Le président par intérim en Algérie, Abdelkader Bensalah, a proposé, dans un discours à la nation, un dialogue pour préparer la présidentielle dans lequel ni les autorités politiques ni l’armée ne seront, selon lui, impliquées. La question est sur toutes les lèvres : Commence-t-on à envisager l’éviction du chef d’état-major des armées, le tout puissant général, Ahmed Gaïd Salah, du processus menant à la prochaine élection présidentielle que l’opposition et la société civile soutenues par la grande majorité de la population, souhaitent, libre et, totalement, transparente ?
L’Algérie, où le président, Abdelaziz Bouteflika, a démissionné en avril sous la pression de l’armée et de la rue, est en proie à une crise politique majeure.
Un mouvement de contestation lancé en avril continue de refuser que le « système » en place organise la présidentielle et réclame au préalable le départ de tous les anciens soutiens de M. Bouteflika et la mise sur pied d’institutions de transition chargées de réformer l’Etat et d’élaborer une nouvelle Constitution. Cette mise à l’écart de tous les pro-Bouteflika implique celle, aussi, de son chef d’état-major, Ahmed Gaïd Salah, qui est, également, comme un ancien indéfectible soutien d’Abdelaziz Bouteflika.

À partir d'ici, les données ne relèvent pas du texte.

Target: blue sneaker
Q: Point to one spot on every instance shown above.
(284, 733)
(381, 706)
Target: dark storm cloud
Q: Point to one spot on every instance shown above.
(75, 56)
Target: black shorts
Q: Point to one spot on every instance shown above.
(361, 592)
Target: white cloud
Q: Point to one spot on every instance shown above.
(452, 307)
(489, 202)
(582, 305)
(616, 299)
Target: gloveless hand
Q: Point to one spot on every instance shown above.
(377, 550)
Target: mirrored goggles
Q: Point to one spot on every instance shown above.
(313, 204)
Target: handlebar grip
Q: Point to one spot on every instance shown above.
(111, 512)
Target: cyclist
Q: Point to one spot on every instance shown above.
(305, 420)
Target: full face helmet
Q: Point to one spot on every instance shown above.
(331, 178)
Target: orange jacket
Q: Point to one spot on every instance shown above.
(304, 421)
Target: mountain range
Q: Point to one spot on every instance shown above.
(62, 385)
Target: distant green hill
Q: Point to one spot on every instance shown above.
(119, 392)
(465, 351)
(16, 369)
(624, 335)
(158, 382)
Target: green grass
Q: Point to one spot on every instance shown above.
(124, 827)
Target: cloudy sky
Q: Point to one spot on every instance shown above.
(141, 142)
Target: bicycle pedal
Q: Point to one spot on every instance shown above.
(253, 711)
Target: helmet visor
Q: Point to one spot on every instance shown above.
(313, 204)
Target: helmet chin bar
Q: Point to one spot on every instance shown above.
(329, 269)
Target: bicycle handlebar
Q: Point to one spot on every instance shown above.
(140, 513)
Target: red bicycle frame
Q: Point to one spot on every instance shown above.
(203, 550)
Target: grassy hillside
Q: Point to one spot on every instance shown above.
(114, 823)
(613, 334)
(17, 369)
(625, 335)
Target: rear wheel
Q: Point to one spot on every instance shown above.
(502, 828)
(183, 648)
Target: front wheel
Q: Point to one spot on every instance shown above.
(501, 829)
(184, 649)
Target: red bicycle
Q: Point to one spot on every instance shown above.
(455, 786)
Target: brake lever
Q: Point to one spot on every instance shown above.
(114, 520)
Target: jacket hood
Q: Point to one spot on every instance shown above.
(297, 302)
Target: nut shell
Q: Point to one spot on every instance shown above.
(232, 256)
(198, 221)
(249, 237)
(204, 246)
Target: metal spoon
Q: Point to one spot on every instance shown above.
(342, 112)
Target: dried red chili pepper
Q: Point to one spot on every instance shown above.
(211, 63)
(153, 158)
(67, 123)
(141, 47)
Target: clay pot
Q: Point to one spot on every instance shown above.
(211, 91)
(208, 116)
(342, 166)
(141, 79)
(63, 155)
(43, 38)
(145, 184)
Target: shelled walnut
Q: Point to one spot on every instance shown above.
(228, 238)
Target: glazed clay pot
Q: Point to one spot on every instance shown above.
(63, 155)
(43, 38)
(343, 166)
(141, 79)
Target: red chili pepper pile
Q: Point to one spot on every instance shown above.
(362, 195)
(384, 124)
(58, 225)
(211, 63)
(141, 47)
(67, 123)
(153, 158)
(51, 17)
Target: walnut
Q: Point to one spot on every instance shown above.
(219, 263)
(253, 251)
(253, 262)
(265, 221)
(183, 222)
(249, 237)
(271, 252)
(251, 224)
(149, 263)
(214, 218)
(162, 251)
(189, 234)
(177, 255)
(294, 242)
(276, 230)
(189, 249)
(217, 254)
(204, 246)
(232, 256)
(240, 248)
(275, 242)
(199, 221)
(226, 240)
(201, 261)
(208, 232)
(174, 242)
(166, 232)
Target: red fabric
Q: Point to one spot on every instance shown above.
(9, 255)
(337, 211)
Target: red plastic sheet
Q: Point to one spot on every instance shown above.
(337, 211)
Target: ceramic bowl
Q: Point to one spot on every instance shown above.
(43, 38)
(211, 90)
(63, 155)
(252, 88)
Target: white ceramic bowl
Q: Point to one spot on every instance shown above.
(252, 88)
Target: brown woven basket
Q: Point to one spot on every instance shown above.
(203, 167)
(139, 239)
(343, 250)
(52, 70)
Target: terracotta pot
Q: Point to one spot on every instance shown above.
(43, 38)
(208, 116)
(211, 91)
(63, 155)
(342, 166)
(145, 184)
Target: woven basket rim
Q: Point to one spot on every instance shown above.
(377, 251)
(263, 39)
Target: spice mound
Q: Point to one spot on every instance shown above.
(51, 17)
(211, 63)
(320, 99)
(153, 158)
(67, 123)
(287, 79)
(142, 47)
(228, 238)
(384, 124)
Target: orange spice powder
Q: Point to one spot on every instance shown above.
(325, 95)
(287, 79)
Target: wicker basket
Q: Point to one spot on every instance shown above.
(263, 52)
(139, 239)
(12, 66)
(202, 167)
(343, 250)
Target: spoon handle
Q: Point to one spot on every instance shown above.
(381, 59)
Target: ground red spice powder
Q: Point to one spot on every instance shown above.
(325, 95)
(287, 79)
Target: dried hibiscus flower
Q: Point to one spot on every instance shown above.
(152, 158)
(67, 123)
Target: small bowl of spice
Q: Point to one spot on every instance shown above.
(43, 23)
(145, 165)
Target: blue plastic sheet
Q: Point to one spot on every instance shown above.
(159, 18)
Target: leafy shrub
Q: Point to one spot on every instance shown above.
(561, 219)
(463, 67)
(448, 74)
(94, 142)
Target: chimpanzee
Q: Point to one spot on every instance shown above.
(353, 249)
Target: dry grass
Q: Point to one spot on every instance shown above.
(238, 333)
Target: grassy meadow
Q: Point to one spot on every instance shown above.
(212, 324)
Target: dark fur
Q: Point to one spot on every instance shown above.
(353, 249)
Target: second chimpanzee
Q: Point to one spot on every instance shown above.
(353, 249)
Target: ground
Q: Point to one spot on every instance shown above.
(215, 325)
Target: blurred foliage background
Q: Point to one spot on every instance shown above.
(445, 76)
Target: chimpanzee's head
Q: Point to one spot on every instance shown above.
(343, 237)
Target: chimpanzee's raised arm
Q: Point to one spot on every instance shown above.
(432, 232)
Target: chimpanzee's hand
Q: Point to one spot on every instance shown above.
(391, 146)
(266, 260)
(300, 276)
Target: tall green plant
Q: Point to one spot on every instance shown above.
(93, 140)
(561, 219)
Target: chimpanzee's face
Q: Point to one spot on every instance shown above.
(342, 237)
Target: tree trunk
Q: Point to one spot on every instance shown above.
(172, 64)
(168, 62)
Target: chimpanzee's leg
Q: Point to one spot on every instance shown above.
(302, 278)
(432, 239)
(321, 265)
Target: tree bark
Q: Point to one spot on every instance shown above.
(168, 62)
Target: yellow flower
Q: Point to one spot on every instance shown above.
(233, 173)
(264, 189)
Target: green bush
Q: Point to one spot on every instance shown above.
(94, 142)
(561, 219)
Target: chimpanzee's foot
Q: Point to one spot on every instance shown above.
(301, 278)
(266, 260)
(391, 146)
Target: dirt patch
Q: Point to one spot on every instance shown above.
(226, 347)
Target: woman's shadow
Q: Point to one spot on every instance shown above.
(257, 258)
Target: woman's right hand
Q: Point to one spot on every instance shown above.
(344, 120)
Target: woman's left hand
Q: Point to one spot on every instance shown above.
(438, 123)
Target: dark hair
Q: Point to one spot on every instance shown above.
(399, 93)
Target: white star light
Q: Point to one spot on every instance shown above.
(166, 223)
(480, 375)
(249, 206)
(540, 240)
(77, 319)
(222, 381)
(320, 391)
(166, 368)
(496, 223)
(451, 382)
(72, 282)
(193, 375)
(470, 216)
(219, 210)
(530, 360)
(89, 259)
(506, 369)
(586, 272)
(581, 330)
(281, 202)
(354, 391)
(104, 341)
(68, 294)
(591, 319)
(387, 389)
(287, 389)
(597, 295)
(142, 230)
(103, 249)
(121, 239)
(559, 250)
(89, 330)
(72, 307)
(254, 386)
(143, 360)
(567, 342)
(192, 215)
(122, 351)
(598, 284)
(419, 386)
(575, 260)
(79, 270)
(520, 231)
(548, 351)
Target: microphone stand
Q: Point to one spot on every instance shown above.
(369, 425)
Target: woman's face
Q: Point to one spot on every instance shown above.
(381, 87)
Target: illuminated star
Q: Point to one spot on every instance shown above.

« Le processus de dialogue sera conduit et mené en toute liberté et en toute transparence par des personnalités nationales, crédibles, indépendantes, sans affiliation partisane et sans ambition électorale », a déclaré Abdelkader Bensalah.
« (…) L’Etat dans toutes ses composantes, y compris l’institution militaire, ne sera pas partie prenante à ce dialogue et observera la plus stricte neutralité tout au long du déroulement de ce processus », a-t-il affirmé.
Selon lui, « il est devenu aujourd’hui nécessaire de mettre de côté (…) les exigences irréalistes qui sont de nature à prolonger la situation actuelle et d’entraîner notre pays dans une situation de vide constitutionnel, source d’incertitude et d’instabilité ».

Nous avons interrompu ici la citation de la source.